The matching should cover the entire input string (not partial).
The function prototype should be:
bool isMatch(const char *s, const char *p)
Some examples:
isMatch("aa","a") → false
isMatch("aa","aa") → true
isMatch("aaa","aa") → false
isMatch("aa", "*") → true
isMatch("aa", "a*") → true
isMatch("ab", "?*") → true
isMatch("aab", "c*a*b") → false解题思路:
这道题与http://blog.csdn.net/kangrydotnet/article/details/46624353类似,注意这里的*号与Regular Expression Matching不同。可以采用Regular Expression Matching开发架构,用递归的方法。但是会出现超时问题:
class Solution {
public:
bool isMatch(string s, string p) {
return matchHelper(s, p, 0, 0);
}
bool matchHelper(string& s, string& p, int i, int j){
if(p[j]=='\0'){
return s[i]=='\0';
}
if(p[j]!='*'){
return ((s[i]==p[j] || p[j]=='?'&&s[i]!='\0') && matchHelper(s, p, i+1, j+1));
}
//p[j]=='*'
while(s[i]!='\0'){
if(matchHelper(s, p, i, j+1)) return true;
i++;
}
return matchHelper(s, p, i, j+1);
}
};当输入"aaabbbaabaaaaababaabaaabbabbbbbbbbaabababbabbbaaaaba", "a*******b"时,上述代码超时。原因是有连续的*。

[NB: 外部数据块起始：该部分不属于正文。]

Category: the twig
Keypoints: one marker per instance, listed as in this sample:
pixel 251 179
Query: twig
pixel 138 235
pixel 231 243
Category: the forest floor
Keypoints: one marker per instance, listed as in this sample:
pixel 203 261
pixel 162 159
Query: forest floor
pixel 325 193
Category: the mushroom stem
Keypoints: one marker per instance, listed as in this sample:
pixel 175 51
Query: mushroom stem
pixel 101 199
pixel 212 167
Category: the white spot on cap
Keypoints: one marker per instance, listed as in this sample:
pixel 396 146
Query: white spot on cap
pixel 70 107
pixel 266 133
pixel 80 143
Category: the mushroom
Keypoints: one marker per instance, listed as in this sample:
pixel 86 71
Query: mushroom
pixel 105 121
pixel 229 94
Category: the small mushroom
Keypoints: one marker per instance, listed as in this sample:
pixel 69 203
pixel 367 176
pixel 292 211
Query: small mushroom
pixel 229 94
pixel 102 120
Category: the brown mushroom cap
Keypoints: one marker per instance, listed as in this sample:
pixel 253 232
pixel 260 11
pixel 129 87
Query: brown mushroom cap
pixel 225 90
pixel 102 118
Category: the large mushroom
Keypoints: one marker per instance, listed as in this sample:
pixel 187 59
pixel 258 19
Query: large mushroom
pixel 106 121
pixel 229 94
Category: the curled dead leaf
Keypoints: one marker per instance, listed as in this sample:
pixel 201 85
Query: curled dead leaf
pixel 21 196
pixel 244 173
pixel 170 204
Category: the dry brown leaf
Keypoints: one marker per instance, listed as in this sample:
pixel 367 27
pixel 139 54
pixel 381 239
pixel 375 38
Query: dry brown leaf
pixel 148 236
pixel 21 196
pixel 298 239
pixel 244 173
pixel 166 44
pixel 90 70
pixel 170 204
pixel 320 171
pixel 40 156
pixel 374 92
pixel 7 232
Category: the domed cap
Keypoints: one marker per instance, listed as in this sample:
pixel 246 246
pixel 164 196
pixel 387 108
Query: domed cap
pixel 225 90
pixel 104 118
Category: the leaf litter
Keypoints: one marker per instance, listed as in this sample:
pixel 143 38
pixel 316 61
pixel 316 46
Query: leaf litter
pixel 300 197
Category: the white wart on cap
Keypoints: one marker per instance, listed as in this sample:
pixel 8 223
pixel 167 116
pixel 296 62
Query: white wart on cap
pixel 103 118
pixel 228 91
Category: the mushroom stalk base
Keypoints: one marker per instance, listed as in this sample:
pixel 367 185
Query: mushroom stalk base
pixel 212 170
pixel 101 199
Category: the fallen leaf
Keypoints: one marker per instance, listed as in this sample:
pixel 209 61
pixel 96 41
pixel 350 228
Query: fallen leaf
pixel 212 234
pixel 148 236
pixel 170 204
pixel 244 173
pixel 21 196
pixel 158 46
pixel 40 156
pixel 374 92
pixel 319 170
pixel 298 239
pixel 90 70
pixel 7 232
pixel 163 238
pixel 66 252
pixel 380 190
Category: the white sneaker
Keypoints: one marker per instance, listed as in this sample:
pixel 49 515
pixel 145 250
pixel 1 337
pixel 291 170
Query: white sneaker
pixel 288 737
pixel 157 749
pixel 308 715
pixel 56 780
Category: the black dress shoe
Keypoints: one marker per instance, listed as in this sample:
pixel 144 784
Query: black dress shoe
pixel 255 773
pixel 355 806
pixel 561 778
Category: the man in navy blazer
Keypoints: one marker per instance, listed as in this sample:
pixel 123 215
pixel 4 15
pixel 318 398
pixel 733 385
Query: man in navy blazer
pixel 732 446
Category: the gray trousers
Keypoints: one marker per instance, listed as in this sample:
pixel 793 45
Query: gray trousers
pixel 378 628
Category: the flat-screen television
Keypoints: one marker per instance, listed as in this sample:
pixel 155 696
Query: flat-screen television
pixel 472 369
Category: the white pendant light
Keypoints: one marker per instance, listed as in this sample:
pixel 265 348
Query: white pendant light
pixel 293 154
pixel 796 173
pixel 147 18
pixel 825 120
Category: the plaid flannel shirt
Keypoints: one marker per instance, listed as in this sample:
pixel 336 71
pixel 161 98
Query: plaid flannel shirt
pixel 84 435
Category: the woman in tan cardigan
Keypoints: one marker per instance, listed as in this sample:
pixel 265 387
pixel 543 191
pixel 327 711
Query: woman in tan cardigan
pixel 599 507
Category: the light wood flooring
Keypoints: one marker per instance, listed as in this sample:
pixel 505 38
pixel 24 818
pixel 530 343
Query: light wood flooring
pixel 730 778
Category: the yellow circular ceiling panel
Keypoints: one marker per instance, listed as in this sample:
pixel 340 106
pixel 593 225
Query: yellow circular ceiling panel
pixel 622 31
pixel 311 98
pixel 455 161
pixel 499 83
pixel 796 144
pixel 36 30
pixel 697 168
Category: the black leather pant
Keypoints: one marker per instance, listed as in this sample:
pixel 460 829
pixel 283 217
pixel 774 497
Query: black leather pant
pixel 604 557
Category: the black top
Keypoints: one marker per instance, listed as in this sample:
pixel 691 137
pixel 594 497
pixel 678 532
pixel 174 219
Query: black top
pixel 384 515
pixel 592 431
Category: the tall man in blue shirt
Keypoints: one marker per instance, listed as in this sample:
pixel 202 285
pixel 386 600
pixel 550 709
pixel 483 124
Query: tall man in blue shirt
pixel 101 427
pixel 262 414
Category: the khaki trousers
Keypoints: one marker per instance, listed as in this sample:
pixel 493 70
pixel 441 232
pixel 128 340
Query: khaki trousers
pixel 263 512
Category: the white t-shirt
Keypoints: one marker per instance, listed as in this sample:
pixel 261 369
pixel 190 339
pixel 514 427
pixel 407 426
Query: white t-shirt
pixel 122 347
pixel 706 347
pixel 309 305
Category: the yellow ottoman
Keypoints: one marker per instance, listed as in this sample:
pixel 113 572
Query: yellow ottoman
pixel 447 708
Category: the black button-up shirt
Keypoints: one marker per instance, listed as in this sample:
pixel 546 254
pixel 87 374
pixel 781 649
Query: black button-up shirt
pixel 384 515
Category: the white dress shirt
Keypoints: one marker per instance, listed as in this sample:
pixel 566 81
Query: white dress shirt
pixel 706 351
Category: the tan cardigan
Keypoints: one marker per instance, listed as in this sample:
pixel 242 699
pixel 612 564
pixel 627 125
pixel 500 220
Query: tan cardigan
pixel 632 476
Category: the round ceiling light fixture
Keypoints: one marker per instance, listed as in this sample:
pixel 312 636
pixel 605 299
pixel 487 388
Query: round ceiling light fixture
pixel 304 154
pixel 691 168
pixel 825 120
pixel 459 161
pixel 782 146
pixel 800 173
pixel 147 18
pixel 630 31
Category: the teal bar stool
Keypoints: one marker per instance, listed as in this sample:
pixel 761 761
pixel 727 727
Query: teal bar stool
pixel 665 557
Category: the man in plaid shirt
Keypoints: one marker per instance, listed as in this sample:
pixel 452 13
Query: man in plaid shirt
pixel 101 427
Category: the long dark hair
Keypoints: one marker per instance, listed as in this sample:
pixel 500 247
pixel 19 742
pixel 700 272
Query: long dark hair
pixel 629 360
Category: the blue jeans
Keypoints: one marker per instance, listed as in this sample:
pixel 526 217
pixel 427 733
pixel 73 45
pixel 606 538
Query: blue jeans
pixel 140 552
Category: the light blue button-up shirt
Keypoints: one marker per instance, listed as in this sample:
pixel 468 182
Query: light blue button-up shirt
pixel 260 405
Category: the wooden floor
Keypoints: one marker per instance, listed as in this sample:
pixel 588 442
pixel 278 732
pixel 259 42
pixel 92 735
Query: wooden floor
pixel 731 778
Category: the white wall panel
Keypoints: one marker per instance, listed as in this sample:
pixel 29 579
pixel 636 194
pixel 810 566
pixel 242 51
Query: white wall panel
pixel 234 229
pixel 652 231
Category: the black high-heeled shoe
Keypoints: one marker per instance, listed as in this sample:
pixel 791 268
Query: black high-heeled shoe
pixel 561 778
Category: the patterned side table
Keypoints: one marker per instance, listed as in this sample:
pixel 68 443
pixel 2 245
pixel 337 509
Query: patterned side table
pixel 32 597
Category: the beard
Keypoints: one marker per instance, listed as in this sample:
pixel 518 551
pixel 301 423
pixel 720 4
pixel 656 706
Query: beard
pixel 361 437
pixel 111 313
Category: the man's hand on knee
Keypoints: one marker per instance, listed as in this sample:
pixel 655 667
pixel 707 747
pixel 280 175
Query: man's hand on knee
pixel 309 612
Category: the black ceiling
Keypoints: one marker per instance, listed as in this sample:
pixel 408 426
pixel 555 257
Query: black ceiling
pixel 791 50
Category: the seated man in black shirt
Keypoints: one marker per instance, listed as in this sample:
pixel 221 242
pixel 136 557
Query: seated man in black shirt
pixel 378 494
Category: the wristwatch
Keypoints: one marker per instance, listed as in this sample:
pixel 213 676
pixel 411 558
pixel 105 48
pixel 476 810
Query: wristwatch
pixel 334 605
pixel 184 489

于是修正输入,将a******b改成a*b,如下:
class Solution {
public:
bool isMatch(string s, string p) {
string newP = "";
for (int i = 0; i < p.length(); i++){
if (i>0 && p[i - 1] == p[i] && p[i]=='*'){
continue;
}
newP += p[i];
}
return matchHelper(s, newP, 0, 0);
}
bool matchHelper(string& s, string& p, int i, int j){
if (p[j] == '\0'){
return s[i] == '\0';
}
if (p[j] != '*'){
return ((s[i] == p[j] || p[j] == '?'&&s[i] != '\0') && matchHelper(s, p, i + 1, j + 1));
}
//p[j]=='*'
while (s[i] != '\0'){
if (matchHelper(s, p, i, j + 1)) return true;
i++;
}
return matchHelper(s, p, i, j + 1);
}
};当输入非常大的时候,仍然超时:
"abbabaaabbabbaababbabbbbbabbbabbbabaaaaababababbbabababaabbababaabbbbbbaaaabababbbaabbbbaabbbbababababbaabbaababaabbbababababbbbaaabbbbbabaaaabbababbbbaababaabbababbbbbababbbabaaaaaaaabbbbbaabaaababaaaabb", "**aa*****ba*a*bb**aa*ab****a*aaaaaa***a*aaaa**bbabb*b*b**aaaaaaaaa*a********ba*bbb***a*ba*bb*bb**a*b*bb"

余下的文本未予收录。